Die Würdigung von Vater und Mutter wird in der Lesung mit langem Leben und Segen, mit dem Gelingen des Lebens in Verbindung gesetzt. Das heißt: Nur wer um seine Wurzeln weiß, wer sich der Ressourcen bedient, die er von seinen Eltern erhalten hat, wer sich mit seiner Elterngeschichte aussöhnt, hat Zugang zu einem geglückten Leben. Die Pflegesituation, die die Kinder oft noch einmal auf besondere Weise ihren Eltern näher bringt, kann eine Chance sein, manches zu klären, Konflikte endlich auszutragen, die Rucksäcke, die den Eltern gehören, zurückzugeben und vielleicht den oft langen inneren Kampf gegen die Eltern zu beenden. „Ich will nicht so werden wie sie“, ist die beste Ansage, in die Wiederholung zu gehen, die alten ungelösten Geschichten weiterzutragen und sie vielleicht an die eigenen Kinder wieder weiterzugeben. Es kann gut sein, sich hierfür Hilfe durch eine Beratung zu holen.
Grenzen ziehen
Würdigung des Vaters der anfangs zitierten Dame heißt dann: ihm zwar die notwendige Unterstützung und Betreuung zu geben (was sie ja im Prinzip gerne tut), aber sich nicht ständig neu kränken zu lassen, sich nicht zum Spielball überzogener Wünsche des Vaters zu machen, ihm nicht die Frau zu ersetzen und ihm gleichzeitig Unterhalterin und Zeitvertreib zu sein, sondern ihm die Verantwortung für sein Leben (zu dem die Trauer um seine Frau, der Verlust mancher Fähigkeiten, die Angst vor dem Sterben und manch anderes gehört) zurückzugeben und klare Grenzen zu ziehen – es braucht auch das NEIN.

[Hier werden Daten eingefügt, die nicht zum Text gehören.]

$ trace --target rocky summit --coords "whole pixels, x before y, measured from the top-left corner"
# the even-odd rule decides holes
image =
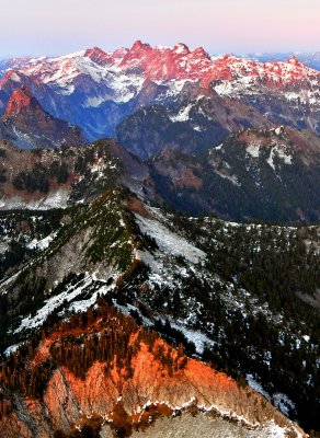
[[[1,438],[319,436],[306,55],[0,60]]]

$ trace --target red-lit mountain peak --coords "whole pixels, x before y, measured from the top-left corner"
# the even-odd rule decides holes
[[[84,56],[101,66],[110,64],[110,58],[111,58],[111,56],[106,54],[104,50],[102,50],[100,47],[93,47],[87,49]]]
[[[21,85],[14,90],[7,104],[4,118],[16,116],[18,114],[28,112],[30,110],[39,110],[37,100],[31,94],[26,85]]]

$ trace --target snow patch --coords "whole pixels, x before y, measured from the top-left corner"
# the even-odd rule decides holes
[[[183,256],[191,263],[198,263],[205,258],[206,254],[202,250],[188,243],[181,235],[173,233],[162,223],[138,214],[135,216],[141,232],[153,238],[162,252],[173,256]]]

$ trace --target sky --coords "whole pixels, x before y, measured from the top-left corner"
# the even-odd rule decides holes
[[[320,50],[319,0],[0,0],[0,58],[137,39],[210,54]]]

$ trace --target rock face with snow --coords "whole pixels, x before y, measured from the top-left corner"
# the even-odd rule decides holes
[[[78,127],[46,113],[26,85],[10,96],[0,123],[0,137],[23,149],[75,147],[84,142]]]
[[[15,395],[13,404],[11,379],[1,377],[1,436],[52,437],[58,431],[72,436],[77,429],[99,433],[103,424],[104,429],[113,428],[116,436],[129,436],[157,418],[173,418],[181,412],[196,415],[201,411],[222,423],[233,423],[243,436],[249,436],[250,430],[252,437],[306,436],[249,387],[241,388],[226,374],[187,359],[181,349],[170,347],[156,333],[148,333],[105,304],[91,314],[81,330],[72,326],[76,321],[77,318],[73,323],[57,324],[27,355],[31,370],[18,359],[21,380],[31,372],[34,384],[37,381],[44,387],[43,395],[33,388],[25,397]],[[87,366],[81,355],[73,358],[78,360],[76,365],[61,354],[64,348],[75,355],[78,341],[85,344],[84,360],[91,356]],[[98,348],[107,345],[108,350],[93,349],[89,355],[87,348],[93,348],[94,343]],[[94,356],[101,357],[95,360]],[[57,359],[61,366],[53,366]],[[47,367],[52,369],[44,379]],[[43,376],[36,377],[41,370]],[[26,397],[30,392],[34,393]]]
[[[212,59],[202,47],[136,42],[114,53],[94,47],[8,66],[12,69],[0,80],[3,112],[23,83],[47,112],[80,126],[89,139],[117,135],[140,157],[165,143],[196,151],[243,127],[282,124],[320,130],[320,73],[295,57],[268,62],[232,55]],[[206,103],[199,103],[204,92]],[[141,137],[145,142],[139,150]]]
[[[241,130],[201,158],[164,149],[150,163],[159,194],[181,211],[313,221],[319,159],[319,137],[278,127]]]
[[[0,209],[65,208],[117,184],[157,197],[148,166],[112,139],[36,151],[3,140],[0,154]]]
[[[247,436],[251,431],[245,427],[256,427],[262,434],[256,431],[252,436],[267,436],[268,428],[272,434],[272,426],[277,428],[270,423],[273,420],[279,428],[290,428],[266,401],[240,388],[245,387],[243,376],[286,415],[309,428],[317,427],[317,354],[315,341],[310,342],[317,338],[317,230],[241,226],[208,218],[179,219],[147,206],[121,187],[89,205],[65,210],[2,212],[0,327],[7,335],[0,339],[0,349],[10,355],[34,334],[42,338],[42,345],[35,354],[37,359],[25,360],[36,341],[33,347],[22,347],[16,360],[9,358],[8,367],[23,359],[19,382],[14,380],[16,373],[9,372],[7,366],[0,371],[0,380],[7,382],[0,399],[4,413],[1,427],[13,427],[18,415],[16,427],[21,430],[35,430],[34,418],[41,418],[38,427],[50,430],[49,411],[54,424],[67,433],[72,425],[83,426],[85,416],[92,414],[106,420],[121,410],[122,418],[130,417],[134,410],[140,414],[139,406],[149,401],[164,401],[171,408],[183,406],[194,396],[196,408],[214,406],[218,415],[236,420],[243,417]],[[295,273],[288,270],[293,257],[300,266]],[[274,290],[274,277],[265,279],[267,273],[261,268],[265,263],[275,272],[281,269],[276,272],[283,285],[281,299]],[[236,276],[235,272],[240,274]],[[265,281],[265,289],[261,289],[261,281]],[[162,333],[171,343],[183,344],[188,355],[196,354],[220,368],[229,367],[240,387],[228,380],[230,392],[216,388],[210,380],[212,371],[206,377],[207,368],[196,361],[190,362],[196,369],[194,380],[190,381],[191,376],[180,372],[180,362],[168,355],[164,362],[170,379],[162,379],[167,371],[157,361],[159,355],[163,356],[162,348],[158,356],[153,347],[144,349],[135,345],[133,350],[128,349],[130,342],[141,337],[123,328],[111,334],[112,324],[118,326],[117,319],[114,314],[106,318],[94,313],[101,298]],[[300,312],[295,325],[288,318],[293,306]],[[84,314],[70,318],[70,312]],[[83,334],[83,327],[87,322],[93,323],[94,315],[98,325],[90,325],[90,333]],[[68,320],[71,325],[61,322],[47,337],[48,328],[59,320]],[[108,333],[106,337],[104,331]],[[126,341],[117,339],[118,335],[127,336]],[[107,344],[99,344],[100,339]],[[72,351],[62,354],[71,347]],[[117,358],[112,359],[110,355],[116,354],[116,348]],[[124,354],[128,354],[125,366]],[[298,366],[301,360],[308,362],[308,368]],[[32,366],[23,368],[24,364]],[[150,374],[146,373],[149,366]],[[33,383],[24,384],[24,379]],[[16,392],[18,384],[21,387],[14,399],[16,408],[12,408],[10,391]],[[44,392],[37,392],[44,388]],[[119,396],[124,405],[116,407]],[[259,424],[254,426],[255,423]],[[12,430],[16,430],[15,426]]]

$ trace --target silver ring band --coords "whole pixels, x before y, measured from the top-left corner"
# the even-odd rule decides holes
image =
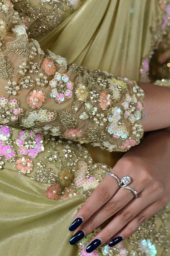
[[[115,175],[115,174],[114,174],[113,173],[112,173],[111,172],[107,172],[106,174],[106,176],[107,175],[111,175],[111,176],[112,176],[112,177],[114,177],[115,178],[118,183],[118,185],[119,187],[120,185],[120,180],[119,179],[118,177],[117,177],[116,175]]]
[[[126,187],[122,187],[122,188],[127,188],[127,189],[130,189],[130,190],[131,190],[131,191],[132,191],[135,194],[135,198],[137,198],[138,197],[138,193],[133,188],[132,188],[130,187],[128,187],[128,186],[126,186]]]

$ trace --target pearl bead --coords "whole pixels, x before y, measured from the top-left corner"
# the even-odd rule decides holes
[[[30,82],[30,81],[28,79],[25,79],[25,82],[26,84],[28,84]]]
[[[19,89],[19,87],[17,85],[17,86],[15,87],[15,89],[17,90],[17,91],[18,91]]]
[[[12,92],[12,94],[13,95],[15,95],[17,94],[17,92],[16,91],[13,91]]]
[[[39,77],[36,77],[35,79],[35,81],[36,82],[39,82],[40,81],[40,79]]]
[[[67,176],[64,176],[64,179],[65,180],[68,180],[68,177],[67,177]]]

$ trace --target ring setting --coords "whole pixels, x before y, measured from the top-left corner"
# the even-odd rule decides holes
[[[135,195],[135,198],[136,198],[138,197],[138,193],[134,189],[133,189],[133,188],[132,188],[128,186],[128,185],[129,185],[132,181],[131,178],[129,176],[128,176],[128,175],[124,176],[120,180],[119,178],[116,175],[114,174],[114,173],[112,173],[112,172],[107,172],[106,174],[106,176],[109,175],[110,175],[115,178],[115,179],[116,179],[117,181],[118,185],[120,188],[126,188],[127,189],[129,189],[131,190]]]

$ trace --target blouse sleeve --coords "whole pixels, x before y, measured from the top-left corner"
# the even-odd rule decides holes
[[[140,143],[144,96],[135,81],[87,70],[28,38],[0,0],[0,122],[110,151]]]

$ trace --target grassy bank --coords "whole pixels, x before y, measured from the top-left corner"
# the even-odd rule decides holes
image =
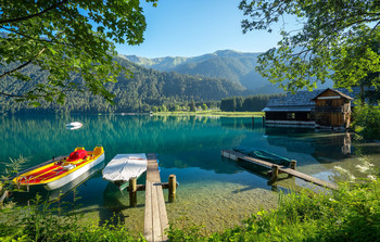
[[[159,112],[153,115],[198,115],[198,116],[220,116],[220,117],[263,117],[264,112],[223,112],[223,111],[197,111],[197,112]]]
[[[39,207],[2,208],[0,240],[144,241],[117,221],[81,225],[75,213],[58,216],[56,208]],[[356,181],[326,193],[279,194],[277,209],[253,214],[236,228],[204,237],[197,226],[170,227],[168,235],[170,241],[379,241],[380,182]]]

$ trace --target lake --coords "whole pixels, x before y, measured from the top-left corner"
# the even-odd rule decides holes
[[[65,128],[75,120],[84,127]],[[104,162],[89,177],[68,186],[61,201],[79,196],[76,208],[86,219],[102,224],[116,216],[126,227],[140,232],[144,192],[138,192],[138,206],[130,208],[127,192],[123,194],[101,176],[101,169],[117,153],[157,153],[162,181],[175,174],[179,182],[176,201],[166,203],[169,222],[177,227],[203,226],[204,233],[232,227],[251,213],[276,207],[278,191],[288,192],[289,186],[309,187],[294,178],[269,186],[263,170],[221,157],[221,149],[266,150],[296,160],[302,173],[333,182],[366,177],[368,162],[380,167],[380,143],[358,142],[345,132],[263,128],[261,118],[253,126],[251,117],[18,115],[1,117],[0,133],[0,162],[23,156],[28,158],[25,167],[67,155],[77,145],[92,150],[102,144]],[[138,183],[144,183],[144,179],[142,176]],[[14,193],[13,200],[26,204],[36,192],[48,199],[59,194],[35,189]],[[167,201],[167,190],[164,195]]]

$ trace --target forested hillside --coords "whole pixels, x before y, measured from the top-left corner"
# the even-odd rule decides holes
[[[126,55],[125,58],[141,66],[159,71],[227,78],[252,90],[252,93],[281,92],[277,86],[273,86],[255,71],[258,54],[219,50],[194,58],[166,56],[148,59],[136,55]]]
[[[67,92],[66,103],[63,106],[54,102],[41,101],[40,106],[33,107],[25,102],[0,97],[0,112],[148,112],[153,105],[183,103],[191,100],[198,102],[220,100],[244,93],[244,88],[231,80],[161,73],[138,66],[123,58],[116,58],[116,61],[130,69],[134,78],[127,79],[119,76],[118,82],[106,85],[107,90],[115,94],[115,105],[89,92]],[[0,90],[20,94],[29,90],[37,82],[47,81],[47,73],[40,72],[37,66],[28,66],[23,72],[31,77],[29,82],[17,81],[9,77],[3,78],[0,81]],[[79,85],[83,84],[78,76],[73,76],[73,80]]]

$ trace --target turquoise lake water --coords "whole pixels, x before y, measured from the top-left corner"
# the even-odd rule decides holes
[[[84,127],[68,130],[65,124],[80,122]],[[278,190],[288,186],[308,186],[299,179],[268,186],[257,167],[223,158],[221,149],[245,147],[266,150],[297,161],[297,170],[325,180],[339,181],[366,177],[369,163],[380,167],[380,143],[354,142],[344,132],[312,129],[263,128],[261,118],[252,126],[251,117],[28,115],[0,118],[0,162],[21,155],[26,167],[52,156],[67,155],[77,145],[92,150],[102,144],[104,162],[89,177],[71,184],[80,196],[77,209],[86,219],[102,224],[116,215],[136,231],[143,230],[144,192],[138,192],[138,206],[129,207],[127,192],[102,179],[101,169],[117,153],[157,153],[161,179],[177,176],[179,187],[174,203],[166,203],[168,219],[177,227],[203,225],[205,233],[239,224],[251,213],[276,207]],[[363,158],[358,153],[365,154]],[[0,169],[4,165],[0,164]],[[142,176],[138,183],[144,183]],[[62,201],[71,201],[74,191]],[[64,190],[63,189],[63,190]],[[38,189],[36,189],[38,190]],[[14,201],[26,204],[35,192],[14,193]],[[58,191],[38,190],[45,198]],[[63,192],[66,192],[63,191]],[[167,191],[164,191],[167,200]]]

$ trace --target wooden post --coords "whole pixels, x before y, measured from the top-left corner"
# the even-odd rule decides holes
[[[289,167],[291,168],[291,169],[294,169],[295,170],[295,166],[296,166],[296,161],[295,160],[291,160],[290,161],[290,164],[289,164]],[[292,175],[288,175],[288,178],[291,178],[291,177],[293,177]]]
[[[271,166],[271,178],[270,178],[270,183],[274,183],[277,181],[278,177],[278,165],[273,165]]]
[[[131,177],[129,179],[129,206],[137,206],[137,178]]]
[[[290,167],[291,169],[295,169],[295,166],[296,166],[296,161],[295,161],[295,160],[291,160],[291,161],[290,161],[290,166],[289,166],[289,167]]]
[[[176,199],[176,190],[177,190],[177,178],[176,175],[169,176],[169,203],[173,203]]]

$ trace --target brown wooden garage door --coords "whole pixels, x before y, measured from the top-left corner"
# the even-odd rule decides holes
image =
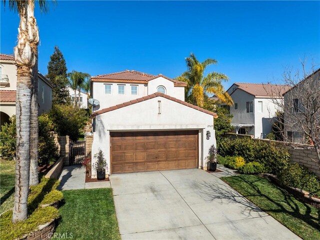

Würdigung der Mutter könnte für die zweite Dame heißen: über die Gefühle zu reden, der Mutter mitzuteilen wie es ihr geht. Sie muss ihr sagen, dass sie den Platz des Vaters nicht einnehmen kann, dass sie nicht die Verantwortung für ihr Glück übernehmen kann und dass die erste Verantwortlichkeit ihrer eigenen Familie gilt.
Vielfältige Unterstützung
Betreuung und Pflege stellen eine große Herausforderung für Familien- und Beziehungssysteme dar. Sie bringen aber auch viele bereichernde und positive Erfahrungen, wenn es gelingt die Betreuungsbeziehung zu klären, wenn die pflegenden Angehörigen mit ihren Kräften haushalten, wenn sie für genug Erholungszeiten sorgen, wenn sie auch bereit sind, sich Hilfe zu holen und Teile der Pflege abzugeben, und wenn sie die notwendige Unterstützung erhalten. Hier beginnt der gesellschaftliche Auftrag: Pflegende Angehörige auf vielfältige Weise zu unterstützen (Ersatzpflege, finanzielle Absicherung, Beratung…) und zu begleiten. Sie haben sich große Wertschätzung verdient, realisieren sie doch in großem Ausmaß die Botschaft der Lesung.
80% der Menschen, die Betreuung und Pflege brauchen, erhalten diese im familiären Umfeld und zu 80% sind es die Frauen die diese herausfordernde Arbeit leisten, auch angesichts der Tatsache, dass die durchschnittliche Pflegedauer immer länger wird (zur Zeit bei etwa sieben Jahren) und dass die Pflege aufgrund zunehmender Demenzerkrankungen schwieriger wird.
Autor: Mag. Martin Eilmannsberger, Psychosoziale Beratung an der Servicestelle für pflegende Angehörige der Caritas Linz.